Have a cold one! Japan encourages alcohol consumption

Photo: Wikimedia Public Domain

Japanese authorities are trying to make young adults living in the country a little more tipsy. The move comes after Japanese officials noticed that taxes on alcoholic beverages such as rice wine, have decreased significantly.

The Japanese national tax agency introduced a national competition to come up with ideas to reverse the sober trends.

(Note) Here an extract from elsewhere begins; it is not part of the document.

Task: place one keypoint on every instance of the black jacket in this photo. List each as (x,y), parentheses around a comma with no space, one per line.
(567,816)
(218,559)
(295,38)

The “Sake Viva!” campaign asks 20 to 39-year-olds to share their business ideas to increase demand among their peers for all kinds of alcoholic beverages, from beer to spirits. The ideas may include promotions, branding and even artificial intelligence.

The deadline to put forward ideas for the promotion is set for September 30. The best plans will then be developed and presented in November.

What sobered up Japan?


“The group running the competition for the tax authority says new habits - partly formed during the Covid pandemic – and an ageing population have led to a decline in alcohol sales,” BBC reported.

According to the campaign’s website, Japan’s alcohol market is shrinking because of the country’s ageing population and a decline in birth rates.

Drinking – bad, not drinking – also bad


Recent figures from the Japanese tax agency show that an average Japanese person was drinking 75 litres of different types of booze in 2020, compared to 100 litres in 1995.

Tax revenue from alcohol sales has also shrunk over the years. In 1980 tax on alcohol made up 5 percent of the total tax revenue, in turn, in 2020 it amounted to just 1.7 percent.

The World Bank estimates that nearly a third (29 percent) of Japan’s population is aged 65 and older, making it the wisest population in the world.